The Great Coravin Test, Part 1

19 07 2015
Ladies and gentlemen:  the future.

Ladies and gentlemen: the future.

It is an age-old problem:  what to do with the rest of a bottle of wine if it isn’t all consumed in an evening?  Unless being used to let tight young wines breathe, oxygen is generally the enemy of wine, and once the atmosphere gets its claws on the liquid in a bottle, the results aren’t pretty:  the wine gets flat and stale, brightness and flavours fade, and any distinguishing characteristics are quickly lost.  You can help slow this aerobic inevitability by putting the wine in the fridge overnight, but I always still noticed a difference in the bottle the next day, a slight but undeniable decline.

There have been a few standard approaches invented for dealing with the leftover wine oxygen problem, each effective to different extents.  You can buy a vacuum pump that fits into the opening of the bottle and (at least theoretically) manually sucks out the offending oxygen, leaving a decay-free zone inside the bottle.  This may sort of work at times for short durations IF the pump actually makes an airtight seal with the bottle, which it often doesn’t.  You can instead opt for a separate narrow storage vessel that has a sort of buoy-like floatation device engineered to exactly match the interior circumference of the container; you pour your wine in, plop the float on top and add a lid for good measure, keeping the surface of the wine from any immediate interaction with oxygen.  This is better and more consistent than the vacuum for short stints (I have one, the Savino, which I use for weeknight wines) but not that trustworthy for more than a day or two.  Then there’s the gold standard:  argon.  You pump a little argon gas into the heel of your bottle (from a purchased canister or a fancier system like my Pek Preservino) and, since it’s inert but heavier than air, it forms a harmless protective layer over top of the wine that prevents oxygen from accessing it.  I have left a wine under argon in the fridge for a week and it’s been good as new.

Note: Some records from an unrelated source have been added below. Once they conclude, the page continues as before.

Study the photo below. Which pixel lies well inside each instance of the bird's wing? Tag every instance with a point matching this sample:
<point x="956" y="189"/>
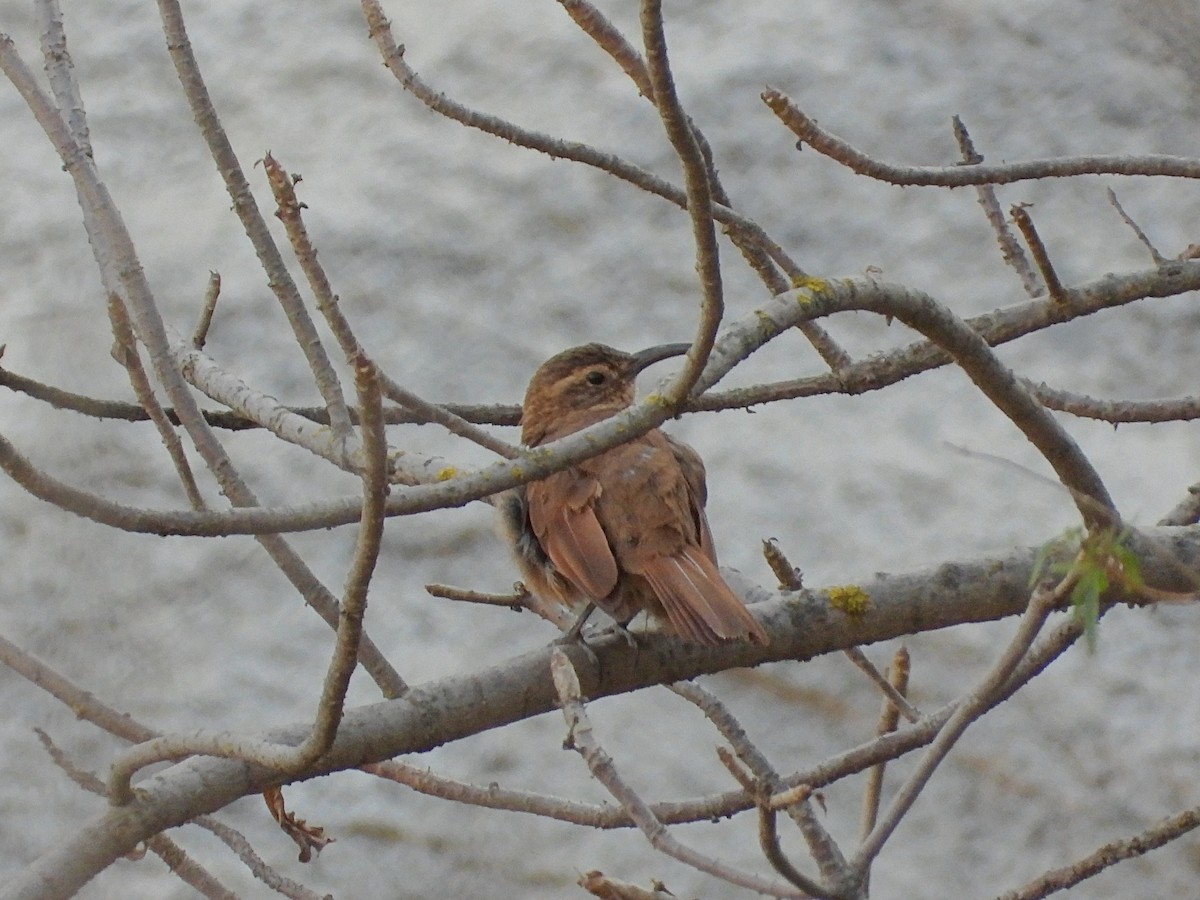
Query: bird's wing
<point x="699" y="604"/>
<point x="693" y="469"/>
<point x="562" y="511"/>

FullSizeRender-71These preservation systems all tackle the problem of wine degradation from different angles, and yet they all share one key thing in common that puts a ceiling on their effectiveness:  they all start with an open bottle of wine.  No matter what tricks you try to keep oxygen away from your precious liquid, once you pop that cork and pour that first glass, you have exposed your wine to the air and the decay clock starts ticking.

But what if you didn’t HAVE to open the bottle?  Could wine be preserved indefinitely if you could somehow access it while keeping its bottle fortress intact?  Enter the Coravin.

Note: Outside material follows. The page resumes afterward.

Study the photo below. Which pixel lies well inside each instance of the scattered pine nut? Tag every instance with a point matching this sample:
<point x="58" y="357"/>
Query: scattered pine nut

That’s right, somebody has actually invented a way for you to pour yourself a glass of wine while keeping the foil on and the cork firmly plugged in the bottle.  They have combined this genius with the preservation wizardry of argon to create a total game-changer, not only in the world of wine preservation, but also in the world of wine service and storage as well.  And then their Canadian distributor has let me borrow one.  If you need me, I’ll be in my cellar.

Here’s how it works.  The Coravin sort of looks like one of those rabbit corkscrews that has a squeeze clamp which gets fitted around the bottle’s neck and then a lever used to insert the screw’s worm and extract the cork.  However, instead of a corkscrew, the clamp is paired with a long hollow surgical-grade steel needle with two holes near the tip, as well as an attached argon canister and trigger switch.  The needle is used first to pierce through the cork and then to transport the wine from the inside of the bottle to your glass.  Before the liquid heads out through the needle, argon is injected into the bottle, so any interior space vacated by wine is pre-filled by oxygen-inhibiting, non-reactive gas, such that no additional air enters the bottle as it’s being emptied.  It’s simple but very well thought out, and easier to see than to read about, so check out a graphic step by step below.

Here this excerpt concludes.